A mummy was something I travelled to Egypt to see, not something I was. Maternal instinct extended to me being exceptionally proud of my former staff when they started their own businesses, not something that would have me screaming in my sleep at my husband to stop rolling over lest he squash the baby (who does not and has not ever slept in our bed). Work-life balance meant having a fabulous husband who was fine with me working long hours or travelling when required, not dealing day to day with “mother’s guilt”. (NB: For those of you unaware of mother’s guilt – it seems to be the pretty commonplace fear that when you’re at work you should be with your child and when you’re with your child that you should be at work).
In my life I’ve done some things that others might see as being difficult. I’ve started businesses from age 15, bought and sold companies, worked with over 100 staff, owned over 40 properties and yet the most difficult challenge I’ve faced thus far is how to retain myself, my goals, my dreams, my business aspirations and to mesh them seamlessly with all I want to be as a mother (and believe me I want to do it to the best of my ability) to this tiny human who has come into my life.

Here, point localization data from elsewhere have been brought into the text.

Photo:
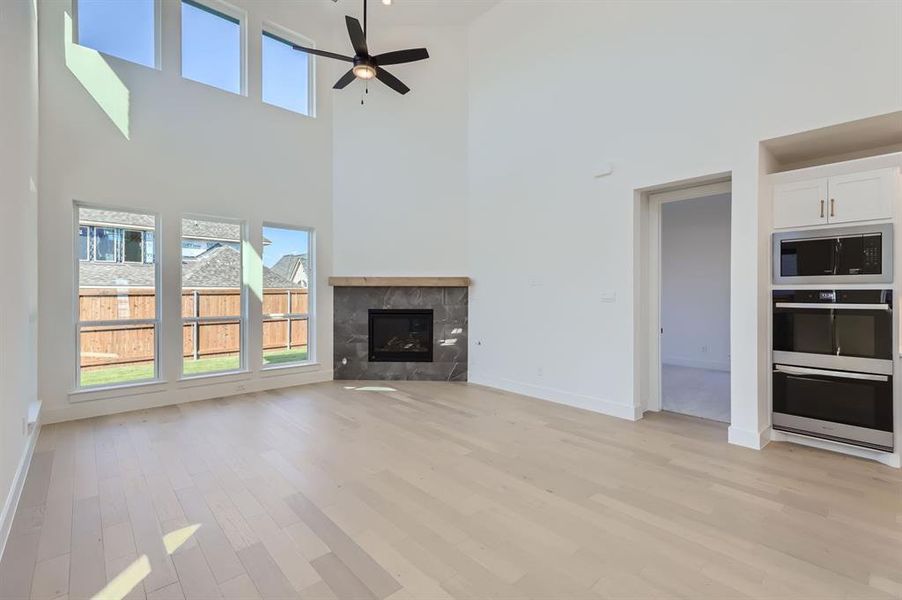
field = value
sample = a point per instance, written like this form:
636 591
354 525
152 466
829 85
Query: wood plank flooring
409 490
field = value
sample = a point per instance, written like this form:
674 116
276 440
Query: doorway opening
684 329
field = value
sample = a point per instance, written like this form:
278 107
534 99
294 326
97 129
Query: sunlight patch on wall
98 78
121 585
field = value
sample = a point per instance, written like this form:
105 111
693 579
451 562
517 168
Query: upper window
125 29
118 315
287 280
211 47
286 75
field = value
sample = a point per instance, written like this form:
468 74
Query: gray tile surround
352 304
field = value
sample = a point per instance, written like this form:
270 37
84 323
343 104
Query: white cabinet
801 203
864 196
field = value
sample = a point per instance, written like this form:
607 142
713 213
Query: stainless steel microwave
862 254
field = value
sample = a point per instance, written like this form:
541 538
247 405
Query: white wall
400 162
191 149
18 243
665 91
695 278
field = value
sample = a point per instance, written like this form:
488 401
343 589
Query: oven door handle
839 374
833 306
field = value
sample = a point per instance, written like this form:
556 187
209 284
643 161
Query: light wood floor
441 491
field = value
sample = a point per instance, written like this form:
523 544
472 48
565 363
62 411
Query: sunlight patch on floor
174 539
122 585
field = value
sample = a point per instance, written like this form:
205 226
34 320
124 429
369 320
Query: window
287 281
212 298
83 242
118 316
211 47
133 246
286 75
106 242
126 30
149 254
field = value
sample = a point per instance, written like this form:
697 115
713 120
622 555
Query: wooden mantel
399 281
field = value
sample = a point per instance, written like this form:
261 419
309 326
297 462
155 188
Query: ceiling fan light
364 71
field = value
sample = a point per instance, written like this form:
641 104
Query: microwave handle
833 306
841 374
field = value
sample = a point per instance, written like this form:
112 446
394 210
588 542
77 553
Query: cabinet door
863 196
800 203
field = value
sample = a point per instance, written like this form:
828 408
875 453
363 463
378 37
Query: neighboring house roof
214 230
293 267
218 267
191 228
98 274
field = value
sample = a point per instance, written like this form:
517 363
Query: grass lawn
141 372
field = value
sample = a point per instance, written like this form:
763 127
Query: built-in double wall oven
833 364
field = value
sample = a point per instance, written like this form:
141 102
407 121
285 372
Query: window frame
197 320
227 11
117 243
156 322
88 244
287 36
310 315
157 36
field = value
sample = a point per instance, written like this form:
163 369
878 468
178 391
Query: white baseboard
692 363
889 459
201 389
748 439
18 483
592 403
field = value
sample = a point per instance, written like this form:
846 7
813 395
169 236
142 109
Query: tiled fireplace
400 330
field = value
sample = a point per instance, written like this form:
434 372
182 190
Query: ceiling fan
365 66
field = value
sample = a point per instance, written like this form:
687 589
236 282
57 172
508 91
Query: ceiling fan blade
358 39
401 56
324 53
345 80
391 81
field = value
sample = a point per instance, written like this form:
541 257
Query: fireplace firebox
400 335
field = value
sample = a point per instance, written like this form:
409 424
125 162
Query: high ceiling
411 12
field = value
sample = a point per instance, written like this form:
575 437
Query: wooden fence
127 344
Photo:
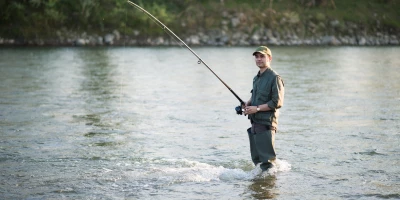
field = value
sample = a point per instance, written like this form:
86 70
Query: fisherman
263 109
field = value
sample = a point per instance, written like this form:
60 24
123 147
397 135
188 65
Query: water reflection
98 86
263 188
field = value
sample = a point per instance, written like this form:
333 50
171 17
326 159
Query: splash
179 171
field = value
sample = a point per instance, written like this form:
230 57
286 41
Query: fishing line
174 36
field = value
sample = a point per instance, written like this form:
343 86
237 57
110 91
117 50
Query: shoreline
201 39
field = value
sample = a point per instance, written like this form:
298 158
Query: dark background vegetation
32 19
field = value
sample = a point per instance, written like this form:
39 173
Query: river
152 123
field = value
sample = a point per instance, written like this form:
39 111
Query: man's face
262 60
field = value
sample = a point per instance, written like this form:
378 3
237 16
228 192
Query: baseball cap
263 50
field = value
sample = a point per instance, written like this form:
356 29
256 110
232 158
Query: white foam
192 171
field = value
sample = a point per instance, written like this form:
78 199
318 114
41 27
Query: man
266 98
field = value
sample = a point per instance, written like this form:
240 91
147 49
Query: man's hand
250 110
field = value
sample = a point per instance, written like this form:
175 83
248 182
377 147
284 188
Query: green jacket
268 88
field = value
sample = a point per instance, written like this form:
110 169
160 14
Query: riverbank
207 23
217 38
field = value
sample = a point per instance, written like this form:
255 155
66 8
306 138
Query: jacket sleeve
277 94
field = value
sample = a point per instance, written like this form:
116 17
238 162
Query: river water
151 123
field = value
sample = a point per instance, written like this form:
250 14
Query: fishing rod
165 28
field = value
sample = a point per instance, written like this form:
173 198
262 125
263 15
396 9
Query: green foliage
43 18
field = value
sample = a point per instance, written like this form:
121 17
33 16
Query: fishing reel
239 110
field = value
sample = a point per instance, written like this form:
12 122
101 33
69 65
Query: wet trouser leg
262 147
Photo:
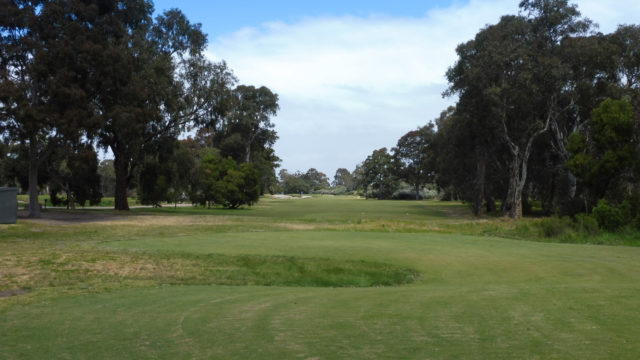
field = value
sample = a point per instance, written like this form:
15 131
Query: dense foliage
547 119
78 74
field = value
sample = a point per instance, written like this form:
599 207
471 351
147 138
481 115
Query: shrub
586 224
554 226
611 218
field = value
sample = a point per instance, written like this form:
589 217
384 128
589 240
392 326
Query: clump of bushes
604 217
612 218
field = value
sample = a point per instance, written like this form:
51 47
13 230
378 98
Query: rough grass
139 287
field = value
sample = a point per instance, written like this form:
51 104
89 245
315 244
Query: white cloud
349 85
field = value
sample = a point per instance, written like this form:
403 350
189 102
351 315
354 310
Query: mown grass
140 286
46 200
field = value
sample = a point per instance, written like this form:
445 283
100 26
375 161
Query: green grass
346 278
106 201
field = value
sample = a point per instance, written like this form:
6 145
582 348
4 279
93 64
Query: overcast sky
354 76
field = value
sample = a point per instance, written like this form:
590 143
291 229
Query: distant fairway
149 286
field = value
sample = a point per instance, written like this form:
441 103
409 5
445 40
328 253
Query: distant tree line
547 115
80 76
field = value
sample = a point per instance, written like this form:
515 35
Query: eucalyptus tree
143 91
344 177
45 46
415 156
377 172
511 76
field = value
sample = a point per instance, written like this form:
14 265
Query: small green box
8 205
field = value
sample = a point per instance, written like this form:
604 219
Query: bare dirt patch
13 292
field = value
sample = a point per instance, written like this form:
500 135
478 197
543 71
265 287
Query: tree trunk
491 205
479 183
122 182
34 206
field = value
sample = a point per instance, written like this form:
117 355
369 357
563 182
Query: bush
555 226
586 224
611 218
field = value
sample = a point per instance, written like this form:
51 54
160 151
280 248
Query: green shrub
554 226
609 217
586 224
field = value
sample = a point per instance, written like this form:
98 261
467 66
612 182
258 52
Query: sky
354 76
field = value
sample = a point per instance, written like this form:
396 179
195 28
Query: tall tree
344 177
415 155
143 93
44 49
377 172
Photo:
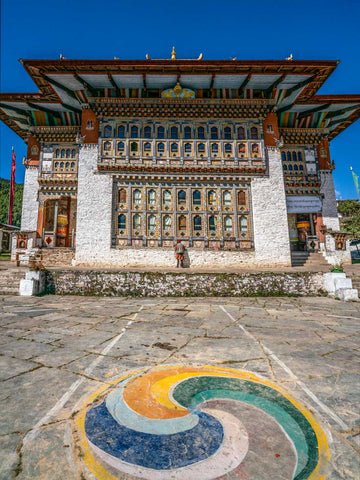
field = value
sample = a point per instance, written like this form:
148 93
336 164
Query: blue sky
317 29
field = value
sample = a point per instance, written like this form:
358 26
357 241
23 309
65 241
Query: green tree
4 201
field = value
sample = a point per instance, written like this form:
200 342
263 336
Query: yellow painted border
162 387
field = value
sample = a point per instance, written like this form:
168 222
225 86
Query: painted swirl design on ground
191 423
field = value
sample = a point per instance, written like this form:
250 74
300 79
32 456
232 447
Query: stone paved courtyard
58 353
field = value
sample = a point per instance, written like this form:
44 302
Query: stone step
9 290
10 279
56 256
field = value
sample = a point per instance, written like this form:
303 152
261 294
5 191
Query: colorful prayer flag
12 187
356 181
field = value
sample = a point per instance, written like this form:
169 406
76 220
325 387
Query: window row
181 197
182 223
293 168
177 131
188 148
64 165
294 156
65 153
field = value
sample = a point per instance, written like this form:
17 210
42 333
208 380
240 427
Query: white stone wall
329 207
271 231
94 210
30 206
163 257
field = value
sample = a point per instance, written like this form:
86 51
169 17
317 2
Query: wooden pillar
41 218
323 152
319 226
67 239
89 126
55 221
271 130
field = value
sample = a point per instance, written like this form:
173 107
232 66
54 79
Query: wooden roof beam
283 109
70 107
269 91
85 84
61 87
306 113
299 85
335 122
19 111
341 112
43 109
22 120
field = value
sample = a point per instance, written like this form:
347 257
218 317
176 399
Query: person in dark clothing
179 254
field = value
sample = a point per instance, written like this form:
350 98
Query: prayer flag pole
12 186
356 181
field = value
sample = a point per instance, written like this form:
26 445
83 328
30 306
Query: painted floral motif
200 422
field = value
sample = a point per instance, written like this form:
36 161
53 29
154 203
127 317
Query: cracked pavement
57 351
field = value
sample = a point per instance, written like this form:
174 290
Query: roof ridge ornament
178 92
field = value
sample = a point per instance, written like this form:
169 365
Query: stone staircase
53 257
10 277
310 260
353 272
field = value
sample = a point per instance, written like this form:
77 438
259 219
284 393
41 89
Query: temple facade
232 157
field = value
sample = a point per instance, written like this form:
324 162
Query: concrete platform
241 371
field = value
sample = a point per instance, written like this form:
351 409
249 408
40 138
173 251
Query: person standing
179 254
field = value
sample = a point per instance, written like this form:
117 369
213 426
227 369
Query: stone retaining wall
156 284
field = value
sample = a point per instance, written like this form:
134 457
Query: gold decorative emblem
178 92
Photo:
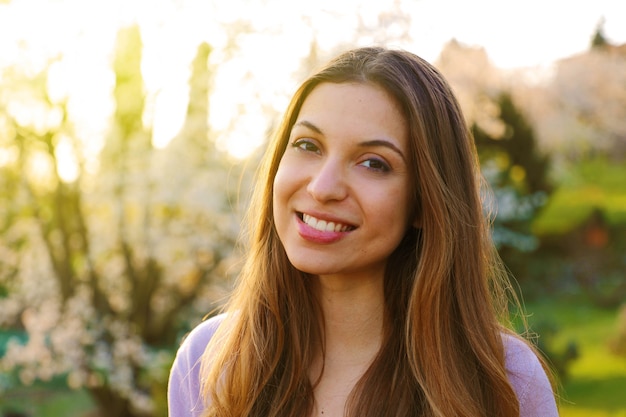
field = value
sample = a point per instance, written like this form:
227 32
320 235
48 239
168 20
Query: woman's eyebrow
369 143
384 143
309 125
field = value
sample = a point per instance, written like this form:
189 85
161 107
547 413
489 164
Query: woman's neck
353 311
353 328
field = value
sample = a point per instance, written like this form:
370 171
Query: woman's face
341 193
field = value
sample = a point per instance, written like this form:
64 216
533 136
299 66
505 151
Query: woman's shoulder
528 378
184 382
195 343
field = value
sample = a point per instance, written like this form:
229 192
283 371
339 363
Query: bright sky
520 33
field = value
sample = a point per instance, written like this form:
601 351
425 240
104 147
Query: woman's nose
328 182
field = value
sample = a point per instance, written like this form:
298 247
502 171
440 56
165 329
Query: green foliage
597 379
595 184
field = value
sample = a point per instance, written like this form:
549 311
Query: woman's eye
376 165
305 145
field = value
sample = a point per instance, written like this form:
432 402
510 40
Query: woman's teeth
324 226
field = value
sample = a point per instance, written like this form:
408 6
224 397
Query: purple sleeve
529 380
183 390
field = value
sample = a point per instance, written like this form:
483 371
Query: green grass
596 386
46 401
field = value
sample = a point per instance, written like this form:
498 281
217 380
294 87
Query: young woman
371 286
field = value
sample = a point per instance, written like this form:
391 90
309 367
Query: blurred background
129 132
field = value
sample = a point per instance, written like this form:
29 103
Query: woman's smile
341 201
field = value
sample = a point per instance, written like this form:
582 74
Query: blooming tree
103 272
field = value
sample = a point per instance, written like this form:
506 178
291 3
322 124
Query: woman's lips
324 225
321 231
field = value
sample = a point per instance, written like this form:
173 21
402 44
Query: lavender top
525 373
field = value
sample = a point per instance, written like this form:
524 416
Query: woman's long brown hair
442 353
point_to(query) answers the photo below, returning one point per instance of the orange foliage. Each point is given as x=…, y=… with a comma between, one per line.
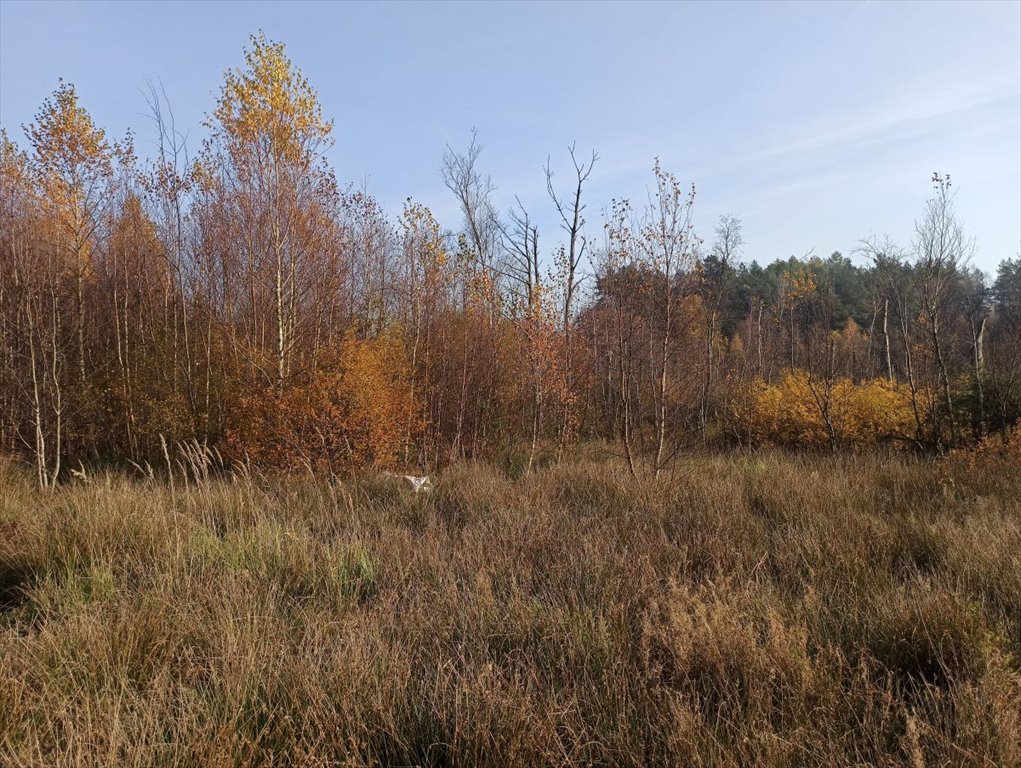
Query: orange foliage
x=789, y=413
x=356, y=414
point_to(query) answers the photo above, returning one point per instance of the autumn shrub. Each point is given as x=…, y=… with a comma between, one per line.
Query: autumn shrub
x=794, y=412
x=357, y=411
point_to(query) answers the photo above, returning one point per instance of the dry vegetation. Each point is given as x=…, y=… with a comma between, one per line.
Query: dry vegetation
x=761, y=609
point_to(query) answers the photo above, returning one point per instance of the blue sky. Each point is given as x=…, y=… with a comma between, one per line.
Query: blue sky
x=817, y=124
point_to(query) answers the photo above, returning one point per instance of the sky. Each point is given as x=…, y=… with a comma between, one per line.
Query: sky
x=817, y=124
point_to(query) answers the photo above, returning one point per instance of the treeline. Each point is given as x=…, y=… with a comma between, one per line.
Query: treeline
x=245, y=299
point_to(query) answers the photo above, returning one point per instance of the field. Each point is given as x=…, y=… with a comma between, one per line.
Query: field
x=759, y=609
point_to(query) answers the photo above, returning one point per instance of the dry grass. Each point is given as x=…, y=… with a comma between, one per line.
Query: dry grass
x=757, y=610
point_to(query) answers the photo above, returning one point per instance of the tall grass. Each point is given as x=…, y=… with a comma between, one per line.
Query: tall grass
x=760, y=609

Sometimes I write blogs when I’ve figured something out and want to share what I’ve learned. Not the case today. I’m simply writing to applaud the mothers that have worked with me previously and done amazing jobs at work and at home – I didn’t understand what you were going through – I’m only just beginning to see it now.
I’m also writing to thank my friends who are mothers for their help in working through these exciting and challenging times with me. You are my mentors. You help me see what’s possible, what’s not and what’s really important.